Segundo o Detran Amazonas, mais de 5 mil motoristas do estado foram prejudicados pela norma. Os condutores encontraram dificuldades na hora de renovar, tirar a primeira habilitação ou mudar para as categorias afetadas pela nova regra, conforme explica o diretor-presidente do órgão. “Os laboratórios não foram credenciados pelo Denatran para fazer o exame, o que está travando todo o processo. A coleta do material era feita aqui, mas depois era enviado para São Paulo e seguia para os Estados Unidos. Tudo isso demora cerca de 60 dias e custa no mínimo R$ 400. Tinham motoristas que estavam em eminência de demissão porque já tinham feito o exame, mas não recebiam o resultado e, por isso, não podiam renovar a carteira”, disse.
Na decisão, a juíza Jaiza Fraxe, aponta a inexistência de rede de laboratórios credenciados para a realização do exame toxicológico no Amazonas. Ainda na decisão, a magistrada determinou que o Departamento Nacional de Trânsito, Denatran, seja multado em R$ 1 mil por dia em caso de descumprimento da decisão. Segundo o Diretor do Detran, Leonel Feitoza, os preços dos exames variam entre 400 e 600 reais, além de caro demorava muito para ser atestado.

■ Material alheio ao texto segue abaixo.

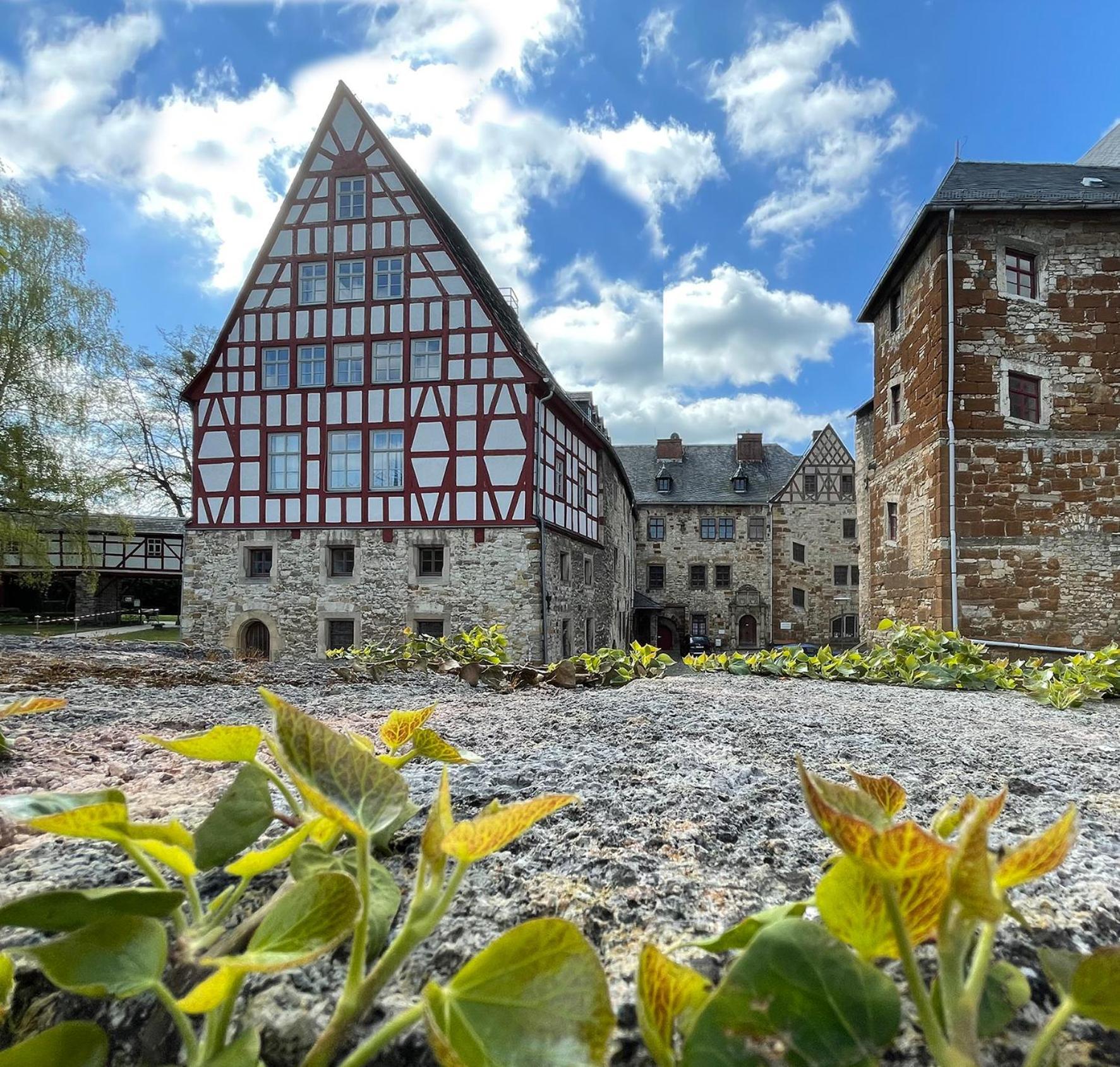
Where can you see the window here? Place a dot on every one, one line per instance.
(387, 459)
(350, 198)
(1021, 275)
(349, 359)
(350, 280)
(277, 368)
(388, 278)
(387, 361)
(340, 633)
(430, 561)
(284, 462)
(426, 353)
(1024, 394)
(313, 364)
(344, 461)
(342, 560)
(313, 282)
(260, 562)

Com a decisão, o Detran informou que ao menos quatrocentos e vinte motoristas que já haviam solicitado e pago o exame toxicológico sejam beneficiados com a nova determinação, mas o condutor deve recorrer na justiça para ter direito ao reembolso do que pagou pelo exame.
A realização do exame faz parte da Lei n 13.103/3015 de 02/03/2015, que tornou obrigatório o exame toxicológico para detecção de substâncias psicoativas, para a mudança e renovação de habilitação nas categorias C, D e E, em que deveria ser realizados por laboratórios credenciados pelo órgão.